In cases that do get to court, medical experts who testify for plaintiffs have sometimes been countersued by defendant doctors claiming defamation of character. There have even been cases where the defendant doctor has countersued the patient to force a withdrawal of the complaint.

I could hardly come up with a stronger defense of tort reform if I tried. The use of lawsuits to harass and intimidate is one of the chief reasons for supporting tort reform.
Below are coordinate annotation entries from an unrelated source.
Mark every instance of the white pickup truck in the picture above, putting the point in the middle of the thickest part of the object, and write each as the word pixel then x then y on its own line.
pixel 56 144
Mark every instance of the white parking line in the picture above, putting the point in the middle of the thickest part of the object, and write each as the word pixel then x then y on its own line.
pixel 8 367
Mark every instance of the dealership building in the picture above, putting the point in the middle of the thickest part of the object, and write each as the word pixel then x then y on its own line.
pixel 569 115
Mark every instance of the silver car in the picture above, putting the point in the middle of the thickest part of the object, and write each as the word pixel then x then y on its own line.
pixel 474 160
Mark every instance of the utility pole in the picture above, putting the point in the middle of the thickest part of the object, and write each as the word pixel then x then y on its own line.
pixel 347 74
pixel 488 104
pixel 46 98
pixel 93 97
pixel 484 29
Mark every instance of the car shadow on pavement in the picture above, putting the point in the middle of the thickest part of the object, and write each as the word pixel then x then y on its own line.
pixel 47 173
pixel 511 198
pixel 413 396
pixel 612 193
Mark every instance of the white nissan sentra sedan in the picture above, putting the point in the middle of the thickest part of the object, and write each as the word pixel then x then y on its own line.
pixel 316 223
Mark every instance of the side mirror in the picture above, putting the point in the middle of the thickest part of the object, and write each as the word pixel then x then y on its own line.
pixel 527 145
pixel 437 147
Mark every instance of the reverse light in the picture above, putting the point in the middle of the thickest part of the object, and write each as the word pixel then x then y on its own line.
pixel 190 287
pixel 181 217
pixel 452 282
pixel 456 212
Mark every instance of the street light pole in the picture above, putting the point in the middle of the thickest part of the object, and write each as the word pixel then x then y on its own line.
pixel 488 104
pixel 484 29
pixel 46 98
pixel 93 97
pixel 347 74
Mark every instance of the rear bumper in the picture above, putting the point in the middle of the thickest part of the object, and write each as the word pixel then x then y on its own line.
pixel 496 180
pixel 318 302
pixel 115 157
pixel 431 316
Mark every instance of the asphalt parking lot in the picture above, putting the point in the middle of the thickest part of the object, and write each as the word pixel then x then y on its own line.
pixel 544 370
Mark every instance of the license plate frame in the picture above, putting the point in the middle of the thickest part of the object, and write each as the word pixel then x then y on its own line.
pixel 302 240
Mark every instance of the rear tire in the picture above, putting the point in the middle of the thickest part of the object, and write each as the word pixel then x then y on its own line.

Accompanying the editorial was one of the most intelligent comments on tort reform I've ever seen: a Jeff Parker cartoon comparing Insurance Companies, Doctors and Lawsuits to the game Rock-Paper-Scissors. There is no single party that is right or wrong all the time. Insurance companies do get fraudulent claims. Doctors do get frivolous lawsuits, Lawyers do represent patients who have suffered real harm. So opponents of tort reform are legitimately concerned about tipping the balance too far in the favor of defendants. But the solution is to create adequate deterrents to frivolous and harassing lawsuits, not stonewall the problem entirely.

An Interesting Pattern

Is it just me, or does it seem a lot of the people who attack tort reform have made sure to guarantee their own immunity? Newspapers can't be sued for damages unless they are openly libelous. Judges can't be sued for their actions on the bench, activists can't be sued for the effects of changes they endorse, lawyers can't be sued for taking a frivolous case. (The exceptions are so rare and the conditions so stringent they are all but nonexistent.) I can't think of any reason for granting a judge, a lawyer, or a reporter immunity that doesn't apply with equal force to a teacher, a plumber, or a truck driver. If you're inclined to say that judges, reporters and attorneys would be extremely vulnerable by virtue of what they do, my response is nobody was ever forced to be a judge, reporter, or attorney. Show me the family member or pet who is being held hostage to force those people to enter those professions. There are lots of exciting openings in the fast food industry for people who don't want to face responsibility.